Kirkus Reviews QR Code
A PRIVATE VENDETTA by Roderick Grant

A PRIVATE VENDETTA

By

Pub Date: Jan. 1st, 1978
Publisher: Scribners

Three murders and a shoot-out--that's really all there is to say about this unusually bare and linear tale of vengeance in Cyprus, Greece, and London. Richard Barker, wealthy British import-export man, hears that his soldier brother Jonathan has been accidentally killed in Cyprus (in the crossfire of a local feud)--but then he receives a letter from Jonathan's Cypriot girlfriend Maria revealing that Jonathan was actually tortured and murdered by her would-be fiancÉ and his two hideous brothers.

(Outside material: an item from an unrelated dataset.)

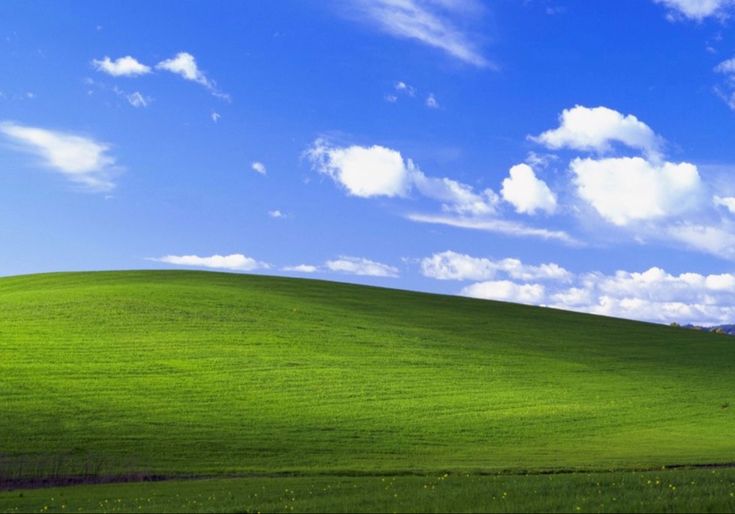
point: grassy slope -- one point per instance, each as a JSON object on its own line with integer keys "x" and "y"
{"x": 188, "y": 372}
{"x": 680, "y": 490}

So Richard fabricates a business trip and heads for Cyprus, where he and Maria join forces to kill the three Tengerakis brothers. First to die is coppermine supervisor Andreas: Richard poses as an English geologist, and there's an axe-and-knife drag-out scuffle down in the mine before Richard and Maria finally land the are in Andreas' skull. Then they sail for Greece (becoming lovers on the way), where the second brother succumbs after a scenic car chase that nearly kills them all. Back to London for murder #3: Richard makes a date with remaining brother Stephanides, a bartender/homosexual-hustler, persuades him to take a bath, then fries him by tossing an electric heater into the filled tub. But the dead brothers have lots of friends, so Maria is killed back in Cyprus, and Richard finds himself stalked, even on his English estate, by swarthy assassins. ""Was any man's life--even that of my own brother--worth this chain of revenge I had forged?"" That's the theme, but it doesn't pack much of a punch, and the characterless narration--despite the trick of switching from first person to third for the murder action--is more stolid than stark. Inoffensively plain fare for action addicts only.